Tolia Alexandra, De Strooper Bart
Center for Human Genetics, KULeuven and Department for Developmental and Molecular Genetics, VIB, Herestraat 49, 3000 Leuven, Belgium.
Semin Cell Dev Biol. 2009 Apr;20(2):211-8. doi: 10.1016/j.semcdb.2008.10.007. Epub 2008 Nov 1.
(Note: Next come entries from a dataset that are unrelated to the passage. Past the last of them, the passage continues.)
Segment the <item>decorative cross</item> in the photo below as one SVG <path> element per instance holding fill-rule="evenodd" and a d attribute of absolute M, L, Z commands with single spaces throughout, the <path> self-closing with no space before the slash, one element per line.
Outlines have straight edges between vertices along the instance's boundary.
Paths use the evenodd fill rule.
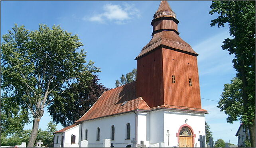
<path fill-rule="evenodd" d="M 135 138 L 133 138 L 132 140 L 131 141 L 131 142 L 132 143 L 132 147 L 133 148 L 135 148 L 136 147 L 136 142 L 137 142 L 137 141 L 135 140 Z"/>
<path fill-rule="evenodd" d="M 42 142 L 42 140 L 39 140 L 39 141 L 37 142 L 37 144 L 38 144 L 38 146 L 40 148 L 40 147 L 41 147 L 41 144 L 43 144 L 43 142 Z"/>

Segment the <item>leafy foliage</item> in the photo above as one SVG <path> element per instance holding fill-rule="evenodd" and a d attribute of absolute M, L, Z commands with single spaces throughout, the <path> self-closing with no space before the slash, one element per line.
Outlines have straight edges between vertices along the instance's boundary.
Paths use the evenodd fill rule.
<path fill-rule="evenodd" d="M 214 143 L 215 148 L 224 148 L 225 142 L 221 139 L 219 139 Z"/>
<path fill-rule="evenodd" d="M 4 103 L 12 105 L 13 110 L 18 105 L 23 113 L 20 115 L 26 116 L 30 111 L 33 128 L 28 146 L 32 147 L 44 109 L 60 99 L 79 76 L 93 77 L 93 72 L 100 70 L 92 61 L 86 64 L 83 50 L 76 52 L 83 46 L 78 35 L 71 35 L 59 26 L 51 29 L 40 25 L 38 30 L 30 31 L 16 24 L 13 30 L 3 36 L 1 46 L 1 88 L 4 92 L 1 98 L 5 98 Z M 22 122 L 27 121 L 27 116 L 23 118 Z"/>
<path fill-rule="evenodd" d="M 116 80 L 116 88 L 136 81 L 136 78 L 137 70 L 134 69 L 131 72 L 127 73 L 126 76 L 122 74 L 122 76 L 120 78 L 121 82 L 118 80 Z"/>
<path fill-rule="evenodd" d="M 205 137 L 206 139 L 206 144 L 209 146 L 209 138 L 210 137 L 213 137 L 213 134 L 212 134 L 212 132 L 210 130 L 211 128 L 210 128 L 210 125 L 208 123 L 205 122 Z"/>
<path fill-rule="evenodd" d="M 217 25 L 219 27 L 224 27 L 226 23 L 228 25 L 233 37 L 225 39 L 221 47 L 230 55 L 234 55 L 233 66 L 237 78 L 242 82 L 239 86 L 242 99 L 238 100 L 240 99 L 235 98 L 236 96 L 231 96 L 228 102 L 234 104 L 226 105 L 236 107 L 223 107 L 221 109 L 228 114 L 228 122 L 236 121 L 238 118 L 248 126 L 252 146 L 255 147 L 255 1 L 215 1 L 210 8 L 210 14 L 216 13 L 219 15 L 211 21 L 211 26 Z M 242 109 L 238 106 L 240 105 Z"/>
<path fill-rule="evenodd" d="M 218 103 L 217 107 L 224 111 L 228 116 L 227 122 L 232 123 L 233 121 L 242 120 L 244 112 L 242 98 L 242 82 L 237 77 L 234 78 L 230 84 L 224 84 L 224 92 L 221 95 L 222 98 Z"/>
<path fill-rule="evenodd" d="M 42 130 L 41 129 L 38 130 L 38 133 L 35 141 L 41 140 L 43 144 L 46 147 L 53 147 L 53 133 L 57 131 L 57 125 L 50 122 L 48 123 L 48 128 L 46 130 Z M 31 130 L 23 130 L 19 133 L 14 133 L 7 138 L 6 135 L 1 135 L 1 145 L 2 146 L 15 146 L 20 145 L 22 142 L 28 142 Z"/>
<path fill-rule="evenodd" d="M 73 124 L 86 113 L 102 93 L 108 90 L 98 84 L 98 76 L 79 77 L 77 82 L 61 94 L 48 111 L 57 123 L 64 127 Z"/>

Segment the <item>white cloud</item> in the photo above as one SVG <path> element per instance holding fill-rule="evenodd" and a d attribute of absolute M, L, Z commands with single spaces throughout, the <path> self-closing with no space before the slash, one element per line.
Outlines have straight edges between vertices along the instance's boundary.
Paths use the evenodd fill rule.
<path fill-rule="evenodd" d="M 107 20 L 114 21 L 118 24 L 125 23 L 125 21 L 134 17 L 139 17 L 139 11 L 132 5 L 125 4 L 124 6 L 108 4 L 103 6 L 104 12 L 89 17 L 89 20 L 103 23 Z"/>

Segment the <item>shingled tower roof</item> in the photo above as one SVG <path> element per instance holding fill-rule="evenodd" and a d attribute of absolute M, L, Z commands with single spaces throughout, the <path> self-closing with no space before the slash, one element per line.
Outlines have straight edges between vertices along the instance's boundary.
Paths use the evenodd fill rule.
<path fill-rule="evenodd" d="M 177 25 L 179 23 L 176 19 L 175 13 L 171 9 L 168 2 L 161 1 L 151 22 L 153 26 L 153 37 L 142 48 L 135 59 L 137 60 L 162 45 L 175 50 L 198 56 L 198 54 L 191 46 L 179 36 Z"/>

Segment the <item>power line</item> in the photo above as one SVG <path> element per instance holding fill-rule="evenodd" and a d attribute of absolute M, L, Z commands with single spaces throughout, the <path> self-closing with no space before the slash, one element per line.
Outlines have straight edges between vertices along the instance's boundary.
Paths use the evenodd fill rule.
<path fill-rule="evenodd" d="M 208 99 L 203 98 L 202 98 L 202 97 L 201 97 L 201 99 L 206 99 L 206 100 L 210 100 L 210 101 L 215 101 L 215 102 L 219 102 L 218 101 L 215 101 L 215 100 L 211 100 L 211 99 Z"/>

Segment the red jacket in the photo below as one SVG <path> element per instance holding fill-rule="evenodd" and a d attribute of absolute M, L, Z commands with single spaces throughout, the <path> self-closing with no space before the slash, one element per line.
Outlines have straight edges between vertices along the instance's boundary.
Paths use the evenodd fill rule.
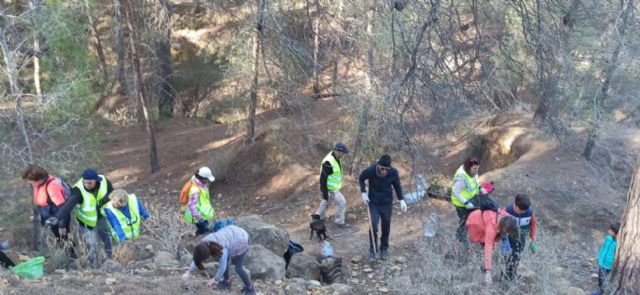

The gamma-secretase complex is a prime target for pharmacological intervention in Alzheimer's disease and so far drug discovery efforts have yielded a large variety of potent and rather specific inhibitors of this enzymatic activity. However, as gamma-secretase is able to cleave a wide variety of physiological important substrates, the real challenge is to develop substrate-specific compounds. Therefore, obtaining structural information about gamma-secretase is indispensable. As crystal structures of the complex will be difficult to achieve, applied biochemical approaches need to be integrated with structural information obtained from other intramembrane-cleaving proteases. Here we review current knowledge about the structure and function of gamma-secretase and discuss the value of these findings for the mechanistic understanding of this unusual protease.
γ-分泌酶复合物是阿尔茨海默病药物干预的主要靶点,迄今为止,药物研发工作已产生了多种针对该酶活性的强效且相当特异的抑制剂。然而,由于γ-分泌酶能够切割多种生理上重要的底物,真正的挑战在于开发底物特异性化合物。因此,获取有关γ-分泌酶的结构信息是必不可少的。由于该复合物的晶体结构难以获得,应用的生化方法需要与从其他膜内切割蛋白酶获得的结构信息相结合。在此,我们综述了目前关于γ-分泌酶结构和功能的知识,并讨论了这些发现对于理解这种特殊蛋白酶机制的价值。